Diana Lim, Blake Gilks, Teri Longacre, Marisa R Nucci, Robert A Soslow, Esther Oliva. National University Health System, Singapore, Singapore; Vancouver General Hospital, BC, Canada; Stanford University, CA; Brigham and Women's Hospital, Boston, MA; Memorial Sloan Kettering Cancer Center, New York, NY; Massachusetts General Hospital, Boston
Background: Distinction of LMS from leiomyoma is based on: 1) nuclear atypia, 2) mitotic rate and 3) TCN. Unlike ischemic-type necrosis which may be seen in benign and malignant smooth muscle tumors (SMTs), TCN is thought to be unique to LMS. The distinction between these two types of necrosis can be challenging, especially during early stages, when necrotic foci are limited or when they exhibit overlapping features. The aim of this study was to assess the interobserver variability in the interpretation of TCN in uterine LMS.
Design: 34 LMS were retrieved and a representative H&E slide showing one or more areas of necrosis was selected from each case. Pathologists from 6 different institutions subspecializing in gynecologic pathology performed a blinded, independent review of the slides. Using the current WHO criteria for assessment of TCN, they had to classify the necrotic foci into: 1) TCN, 2) no TCN or 3) indeterminate for TCN. Agreement among the panelists was categorized as: full agreement—all pathologists in agreement; partial agreement—4 or 5 pathologists in agreement; no agreement—≤ 3 pathologists placing the case into the same category.

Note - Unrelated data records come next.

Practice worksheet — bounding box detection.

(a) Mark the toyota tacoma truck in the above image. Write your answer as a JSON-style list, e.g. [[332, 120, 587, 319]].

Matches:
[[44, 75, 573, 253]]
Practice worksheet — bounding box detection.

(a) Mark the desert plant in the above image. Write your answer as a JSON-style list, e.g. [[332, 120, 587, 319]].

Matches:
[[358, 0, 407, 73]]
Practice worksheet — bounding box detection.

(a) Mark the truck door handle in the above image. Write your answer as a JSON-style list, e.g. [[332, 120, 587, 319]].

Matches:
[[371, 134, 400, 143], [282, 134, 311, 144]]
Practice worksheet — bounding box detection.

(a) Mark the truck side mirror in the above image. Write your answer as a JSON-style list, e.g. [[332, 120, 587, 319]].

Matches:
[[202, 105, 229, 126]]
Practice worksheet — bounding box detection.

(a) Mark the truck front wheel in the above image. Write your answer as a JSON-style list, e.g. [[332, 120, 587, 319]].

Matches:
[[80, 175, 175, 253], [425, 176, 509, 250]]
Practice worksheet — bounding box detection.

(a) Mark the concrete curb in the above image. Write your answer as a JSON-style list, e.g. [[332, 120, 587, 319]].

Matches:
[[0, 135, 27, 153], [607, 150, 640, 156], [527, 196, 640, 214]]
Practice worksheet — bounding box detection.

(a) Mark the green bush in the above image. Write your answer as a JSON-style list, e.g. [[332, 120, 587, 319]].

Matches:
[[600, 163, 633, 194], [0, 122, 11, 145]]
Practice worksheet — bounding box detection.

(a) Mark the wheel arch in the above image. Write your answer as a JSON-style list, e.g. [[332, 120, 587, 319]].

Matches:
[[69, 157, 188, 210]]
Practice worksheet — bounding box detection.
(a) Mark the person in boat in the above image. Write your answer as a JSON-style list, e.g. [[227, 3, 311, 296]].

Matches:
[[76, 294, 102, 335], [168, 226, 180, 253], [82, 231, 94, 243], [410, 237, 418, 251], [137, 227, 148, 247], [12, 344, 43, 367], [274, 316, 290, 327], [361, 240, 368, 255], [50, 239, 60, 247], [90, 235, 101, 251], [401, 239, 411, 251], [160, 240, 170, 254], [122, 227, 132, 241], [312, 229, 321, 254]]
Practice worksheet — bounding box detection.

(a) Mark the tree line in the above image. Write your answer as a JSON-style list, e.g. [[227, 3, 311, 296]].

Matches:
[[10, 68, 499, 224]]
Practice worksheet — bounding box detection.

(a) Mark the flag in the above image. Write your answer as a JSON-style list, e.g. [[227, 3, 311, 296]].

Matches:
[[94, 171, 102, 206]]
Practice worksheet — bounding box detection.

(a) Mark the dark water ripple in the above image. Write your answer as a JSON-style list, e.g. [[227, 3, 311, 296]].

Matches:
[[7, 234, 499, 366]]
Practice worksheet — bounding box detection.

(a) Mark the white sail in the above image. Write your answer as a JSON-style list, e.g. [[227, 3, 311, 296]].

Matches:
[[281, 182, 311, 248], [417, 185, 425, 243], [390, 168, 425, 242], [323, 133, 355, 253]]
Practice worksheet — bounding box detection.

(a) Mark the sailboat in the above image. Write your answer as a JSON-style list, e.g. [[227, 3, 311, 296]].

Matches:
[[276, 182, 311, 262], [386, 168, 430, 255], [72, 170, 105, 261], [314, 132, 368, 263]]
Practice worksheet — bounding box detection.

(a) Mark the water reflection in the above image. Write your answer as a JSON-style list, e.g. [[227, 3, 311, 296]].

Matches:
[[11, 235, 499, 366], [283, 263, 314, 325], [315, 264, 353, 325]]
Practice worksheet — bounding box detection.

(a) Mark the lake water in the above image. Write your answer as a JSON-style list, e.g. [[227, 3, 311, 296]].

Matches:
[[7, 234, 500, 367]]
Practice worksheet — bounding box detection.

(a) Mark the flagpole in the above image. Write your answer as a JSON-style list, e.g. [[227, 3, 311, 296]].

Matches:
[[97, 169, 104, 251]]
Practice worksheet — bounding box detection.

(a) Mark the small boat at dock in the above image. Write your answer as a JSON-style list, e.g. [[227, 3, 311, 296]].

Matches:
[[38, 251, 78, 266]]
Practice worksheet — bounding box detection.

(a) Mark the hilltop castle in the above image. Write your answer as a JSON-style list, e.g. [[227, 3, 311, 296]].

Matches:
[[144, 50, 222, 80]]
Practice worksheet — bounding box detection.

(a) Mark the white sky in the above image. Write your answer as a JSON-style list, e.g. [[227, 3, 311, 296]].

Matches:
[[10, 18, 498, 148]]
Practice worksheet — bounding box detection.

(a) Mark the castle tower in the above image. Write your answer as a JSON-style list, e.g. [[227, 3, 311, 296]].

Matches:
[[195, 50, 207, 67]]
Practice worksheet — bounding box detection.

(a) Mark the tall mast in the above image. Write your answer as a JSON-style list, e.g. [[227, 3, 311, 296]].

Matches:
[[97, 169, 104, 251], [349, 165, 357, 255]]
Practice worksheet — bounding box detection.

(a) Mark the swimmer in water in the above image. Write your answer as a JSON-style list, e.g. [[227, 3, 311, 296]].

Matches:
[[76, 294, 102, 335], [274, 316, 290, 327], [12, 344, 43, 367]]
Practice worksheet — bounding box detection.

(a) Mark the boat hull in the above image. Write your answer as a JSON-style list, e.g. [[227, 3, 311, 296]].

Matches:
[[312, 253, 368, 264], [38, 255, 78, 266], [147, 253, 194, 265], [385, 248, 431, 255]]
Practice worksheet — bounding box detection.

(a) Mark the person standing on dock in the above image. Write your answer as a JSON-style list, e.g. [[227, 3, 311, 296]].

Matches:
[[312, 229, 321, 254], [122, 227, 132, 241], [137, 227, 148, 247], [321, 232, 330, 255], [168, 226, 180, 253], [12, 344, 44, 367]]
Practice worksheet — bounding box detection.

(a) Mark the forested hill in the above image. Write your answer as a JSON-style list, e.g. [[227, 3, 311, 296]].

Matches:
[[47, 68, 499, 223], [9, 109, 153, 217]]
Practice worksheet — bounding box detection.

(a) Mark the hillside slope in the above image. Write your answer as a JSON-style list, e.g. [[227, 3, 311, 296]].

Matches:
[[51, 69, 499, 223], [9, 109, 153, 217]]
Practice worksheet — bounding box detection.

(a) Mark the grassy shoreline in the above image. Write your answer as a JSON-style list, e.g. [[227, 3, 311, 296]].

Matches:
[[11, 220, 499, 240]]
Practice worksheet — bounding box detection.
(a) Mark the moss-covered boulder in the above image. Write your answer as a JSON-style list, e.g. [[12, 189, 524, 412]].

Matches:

Results: Full agreement regarding the presence or absence of TCN was reached in 12 cases (35%) (7 thought to show TCN); partial agreement in 16 (47%); and no general consensus in 6 cases (18%). Overall, the level of agreement was fair (k=0.3948). In 8 of the 34 cases (23.5%), ≥ 1 pathologist made a diagnosis of "TCN" and ≥ 1 pathologist made the diagnosis of "no TCN" in the same case. The number of cases diagnosed as “indeterminate for TCN” by each pathologist ranged from 0 to 10 with a mean of 5.8. In 20 cases, at least 1 pathologist diagnosed “indeterminate for TCN” (59%); at least 2 were undecided in 10 (29%), and at least 3 in 4 cases (12%). Four pathologists diagnosed “indeterminate for TCN” in 1 case.
Conclusions: The level of interobserver agreement amongst experienced gynecological pathologists in the assessment of TCN in uterine LMS is only fair. These results further reiterate the importance of assessing for both nuclear atypia and mitotic activity when differentiating between benign and malignant SMTs and not relying solely on the presence of TCN.